No matter how much people love one another, being apart—even for a relatively short time, in the scheme of a life together—inevitably puts strain on the relationship. If anything, the stronger the love to begin with, the greater the difficulties that arise from being apart, because the loneliness is that much more pronounced. But by being honest and communicating properly, those trials can be overcome.
That is, fundamentally, what A Fold Apart is about. Through text messages and the occasional moment of choosing how to respond, we see the love at the heart of this relationship. But then a misinterpreted comment, coupled the pain of being apart, will send one of the lovers down a rabbit-hole of doubt and anger.
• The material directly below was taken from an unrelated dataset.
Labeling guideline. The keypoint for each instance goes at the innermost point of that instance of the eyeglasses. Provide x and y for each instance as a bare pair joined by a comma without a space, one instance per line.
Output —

In the surreal, turbulent recesses of the mind of the person in question, you work through these struggles by solving puzzles designed around folding a piece of paper. The goal of each puzzle is to reach a star that opens a path forward, by navigating a series of platforms that span both sides of a scene resembling a piece of paper. Fold the page in the right way, and you’ll connect previously disparate platforms or cover up an obstacle that was blocking the way forward.
It’s a simple concept, but it lends itself beautifully to themes of the game. The backdrops of the pages you’re folding grow increasingly surreal and nightmarish as the game goes on, but one thing that always remains clear is that each side of the page represents either the city the architect has moved to, or the town where the teacher remains. If this relationship is going to work, neither person can just remain wholly in their own world—the only way through the struggles is to fold those worlds together, and find some way to limit the impact of the physical distance between them. It won’t always be pretty, and requires some pretty big compromise on the part of each individual, but that’s the only way to make it work.
The puzzles themselves never get overly difficult, but I think the game benefits from that. A Fold Apart tells the kind of story that’s best experienced as a fluid, continuous experience—in a single sitting, if you have the two to three hours that takes. Having puzzles that constantly stump players, and thereby undermine the pacing of the narrative, would be at complete odds with that. To take that a step further, there’s a very generous hint system that you can use to show you the next step of any puzzle (or even solve it completely). Crucially, even if you make liberal use of the hints available, you still get to witness how the puzzles come together and tell the story that they tell.

Unfortunately, A Fold Apart does also suffer from some serious bugs that I can only hope will be fixed before too long. Some puzzles see you pushing blocks around and climbing up them, but I often found myself physically unable to climb—even after solving the puzzle correctly up till that point—until I reset the puzzle and started again. A couple of times, I somehow managed to despawn my character entirely, with reloading the last save the only way to fix it. A Fold Apart‘s checkpoints are frequent enough that even such game-breaking issues don’t cause too much of a setback, but they throw a spanner in the works of the pacing that the rest of the game works so hard to maintain.
Don’t let those bugs put you off playing, though. A Fold Apart is an emotional, honest look at the challenges that come with being in a long-distance relationship. It’ll break your heart, but sometimes that’s exactly what you need—and the beautiful ending makes all the heartache worthwhile.

A Fold Apart is developed and published by Lightning Rod Games. It’s available now for PC (reviewed), Nintendo Switch, Apple Arcade, and iOS.
A review copy was provided to Shindig by the publisher.